Rupert Holmes’s tongue-in-cheek, tongue-twisting, Tony-winning musical with an audience-voted ending (based on Charles Dicken’s unfinished novel of vengeful passions) gets a Broadway revival starring Chita Rivera, Stephanie J. Block and Will Chase.
“The machinations of the mystery plot dance in dizzying rhythmic counterpoint to the story framing the musical…even as [the cast of characters] bicker and mug and tell hoary jokes to cajole the audience into a state of happy delirium.” New York Times
“…for a show doing triple duty as musical, choose-your-own-ending mystery and time-travel device, Drood is jolly good fun.” New York Post
“…all the affectionately antiquated whimsy never quite adds up to robust entertainment.” The Hollywood Reporter
“Drood, ultimately, is not a complete show so much as an expandable playspace, and with performers of this caliber, an evening of yeasty, nudge-nudge-wink-wink British good humor is more or less guaranteed.” New York Magazine
Mizer’s Two Cents: Drood has always been a challenge, but a challenge that many music theater fans relish. Rupert Holmes’s script and score are a giddily dense world of hyper-packed rhymes, very-very Britishness, low comedy antics and dizzying layers (the actors play performers in an 1895 London Music Hall putting on a musical adaptation of Edwin Drood) — that for all its complexity must float in the air like a soap bubble. That this production gets so much right is an often very entertaining miracle. In particular, the cast switching from actors to characters in the play within the play and back again is almost uniformly crystal clear and wonderfully funny.
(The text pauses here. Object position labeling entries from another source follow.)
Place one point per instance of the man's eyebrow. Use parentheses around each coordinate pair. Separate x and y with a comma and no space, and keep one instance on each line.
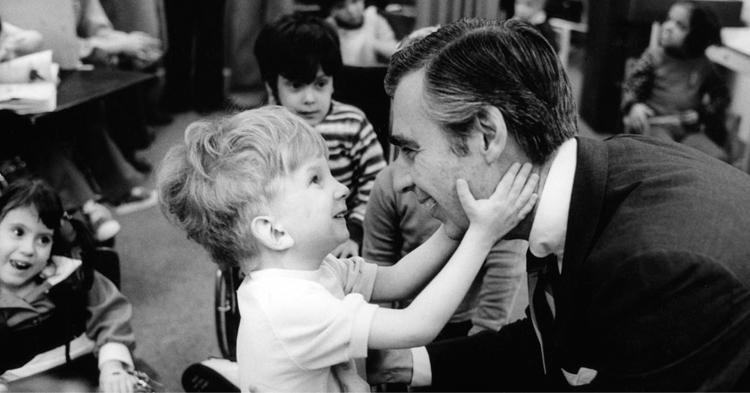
(401,142)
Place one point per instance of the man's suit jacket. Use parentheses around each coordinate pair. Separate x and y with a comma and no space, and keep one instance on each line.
(655,285)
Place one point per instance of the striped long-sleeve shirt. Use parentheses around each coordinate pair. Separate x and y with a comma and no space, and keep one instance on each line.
(355,155)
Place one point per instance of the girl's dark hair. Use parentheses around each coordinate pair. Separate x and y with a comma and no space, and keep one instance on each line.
(295,46)
(39,195)
(704,29)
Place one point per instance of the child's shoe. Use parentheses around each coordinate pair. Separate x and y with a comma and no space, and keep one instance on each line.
(211,375)
(138,198)
(103,226)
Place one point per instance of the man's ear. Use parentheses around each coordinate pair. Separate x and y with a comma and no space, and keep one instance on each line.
(271,97)
(491,124)
(271,235)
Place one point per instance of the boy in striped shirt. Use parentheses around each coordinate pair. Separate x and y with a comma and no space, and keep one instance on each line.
(298,56)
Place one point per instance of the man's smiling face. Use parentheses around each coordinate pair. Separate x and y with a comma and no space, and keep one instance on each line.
(426,164)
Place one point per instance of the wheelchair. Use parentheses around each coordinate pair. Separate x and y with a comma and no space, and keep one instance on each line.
(225,310)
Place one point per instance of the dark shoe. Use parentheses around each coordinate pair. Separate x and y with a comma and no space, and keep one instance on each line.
(158,118)
(138,198)
(209,376)
(140,164)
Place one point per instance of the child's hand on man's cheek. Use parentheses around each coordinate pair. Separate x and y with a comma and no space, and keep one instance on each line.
(350,248)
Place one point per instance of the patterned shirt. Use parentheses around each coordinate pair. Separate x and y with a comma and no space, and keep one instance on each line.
(355,155)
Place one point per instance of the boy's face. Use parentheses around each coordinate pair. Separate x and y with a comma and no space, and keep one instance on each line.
(311,206)
(349,13)
(310,102)
(25,246)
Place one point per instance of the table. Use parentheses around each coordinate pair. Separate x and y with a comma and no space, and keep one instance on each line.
(79,87)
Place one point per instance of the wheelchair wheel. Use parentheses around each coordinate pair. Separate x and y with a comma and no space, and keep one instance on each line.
(227,314)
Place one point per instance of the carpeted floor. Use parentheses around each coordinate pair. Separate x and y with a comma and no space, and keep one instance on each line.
(170,282)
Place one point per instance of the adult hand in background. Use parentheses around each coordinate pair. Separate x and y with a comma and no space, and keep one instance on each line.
(389,366)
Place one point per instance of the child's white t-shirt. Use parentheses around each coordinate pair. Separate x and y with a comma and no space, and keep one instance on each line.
(300,330)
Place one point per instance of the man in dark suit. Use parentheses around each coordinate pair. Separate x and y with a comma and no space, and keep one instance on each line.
(639,273)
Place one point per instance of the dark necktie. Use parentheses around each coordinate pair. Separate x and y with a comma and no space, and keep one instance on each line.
(546,272)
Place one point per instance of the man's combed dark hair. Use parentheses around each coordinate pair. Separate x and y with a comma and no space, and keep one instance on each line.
(474,63)
(295,47)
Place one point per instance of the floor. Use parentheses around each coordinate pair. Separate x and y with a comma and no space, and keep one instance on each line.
(170,280)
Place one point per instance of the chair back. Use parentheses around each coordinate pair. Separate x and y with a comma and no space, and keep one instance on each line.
(363,88)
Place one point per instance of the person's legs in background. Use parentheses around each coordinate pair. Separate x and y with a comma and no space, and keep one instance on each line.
(99,159)
(194,65)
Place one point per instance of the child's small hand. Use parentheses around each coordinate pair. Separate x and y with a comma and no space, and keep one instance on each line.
(350,248)
(60,269)
(113,378)
(512,200)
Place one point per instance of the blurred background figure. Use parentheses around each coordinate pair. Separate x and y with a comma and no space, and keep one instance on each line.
(366,37)
(674,91)
(533,12)
(15,41)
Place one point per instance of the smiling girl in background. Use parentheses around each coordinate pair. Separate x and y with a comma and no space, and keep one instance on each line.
(53,311)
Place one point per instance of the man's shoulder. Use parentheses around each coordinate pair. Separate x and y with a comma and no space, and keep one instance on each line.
(343,111)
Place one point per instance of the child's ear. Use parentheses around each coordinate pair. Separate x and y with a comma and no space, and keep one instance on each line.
(271,235)
(49,270)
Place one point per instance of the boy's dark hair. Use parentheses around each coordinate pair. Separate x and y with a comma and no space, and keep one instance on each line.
(295,46)
(704,29)
(39,195)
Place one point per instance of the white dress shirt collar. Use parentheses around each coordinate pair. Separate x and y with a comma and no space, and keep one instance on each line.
(551,220)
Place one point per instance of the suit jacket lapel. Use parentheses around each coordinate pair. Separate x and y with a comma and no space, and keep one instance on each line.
(585,208)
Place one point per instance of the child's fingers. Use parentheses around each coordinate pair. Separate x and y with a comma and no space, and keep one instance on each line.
(506,182)
(528,190)
(464,193)
(520,181)
(528,206)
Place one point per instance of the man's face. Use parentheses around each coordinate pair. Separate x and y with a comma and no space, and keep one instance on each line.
(426,164)
(675,29)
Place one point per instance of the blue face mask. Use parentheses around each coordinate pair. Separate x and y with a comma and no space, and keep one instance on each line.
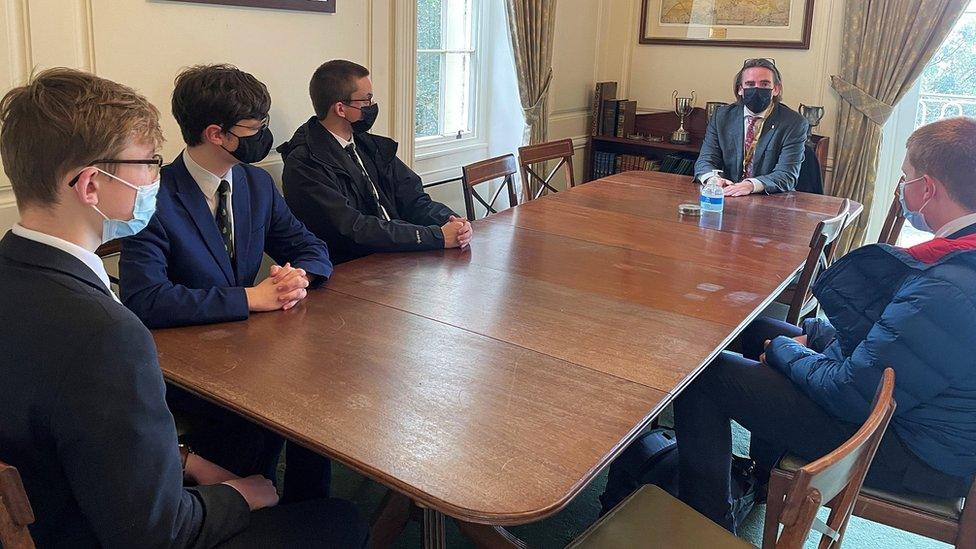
(142,211)
(916,219)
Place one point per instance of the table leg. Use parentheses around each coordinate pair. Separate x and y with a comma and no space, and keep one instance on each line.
(490,537)
(435,536)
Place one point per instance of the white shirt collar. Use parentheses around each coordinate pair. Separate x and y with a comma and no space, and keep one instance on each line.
(88,258)
(342,142)
(207,180)
(956,224)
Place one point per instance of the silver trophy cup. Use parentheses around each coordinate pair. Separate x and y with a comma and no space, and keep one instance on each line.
(682,108)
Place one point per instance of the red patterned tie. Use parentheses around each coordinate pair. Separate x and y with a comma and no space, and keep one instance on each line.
(749,146)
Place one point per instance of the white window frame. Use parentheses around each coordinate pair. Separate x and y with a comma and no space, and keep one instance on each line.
(443,145)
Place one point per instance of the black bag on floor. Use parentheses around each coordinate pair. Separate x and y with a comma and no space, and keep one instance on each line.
(653,459)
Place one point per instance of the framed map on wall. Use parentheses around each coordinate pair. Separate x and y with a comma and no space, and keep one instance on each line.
(749,23)
(327,6)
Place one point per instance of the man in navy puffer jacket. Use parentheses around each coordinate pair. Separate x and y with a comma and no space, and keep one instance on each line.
(913,310)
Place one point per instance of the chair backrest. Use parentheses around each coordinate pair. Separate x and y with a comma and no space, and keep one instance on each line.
(821,244)
(836,478)
(543,152)
(15,511)
(482,172)
(894,221)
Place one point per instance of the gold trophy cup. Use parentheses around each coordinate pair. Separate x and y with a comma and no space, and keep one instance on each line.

Witty/silly performances abound from big-voiced musical comedy pros like Jim Norton, Robert Creighton, Will Chase, Betsy Wolfe and an indispensable, show-stealing Jessie Mueller. And the entire ensemble fills the stage with an enjoyment of performing that builds to the much publicized “choose your own” endings. The audience WANTS to join in the fun.
Sure, there are some lulls in the action, sections of lyric that fly over the head of even the most attentive listener and, playing both a crowd pleasing grand dame of the music hall and the haunted opium den owner Princess Puffer, the legendary but very American Chita Rivera is not cast to her formidable strengths. But see it if you want to revel in Holmes’s very clever yet slapstick world and watch highly accomplished performers bring a glittering musical theater curio to life.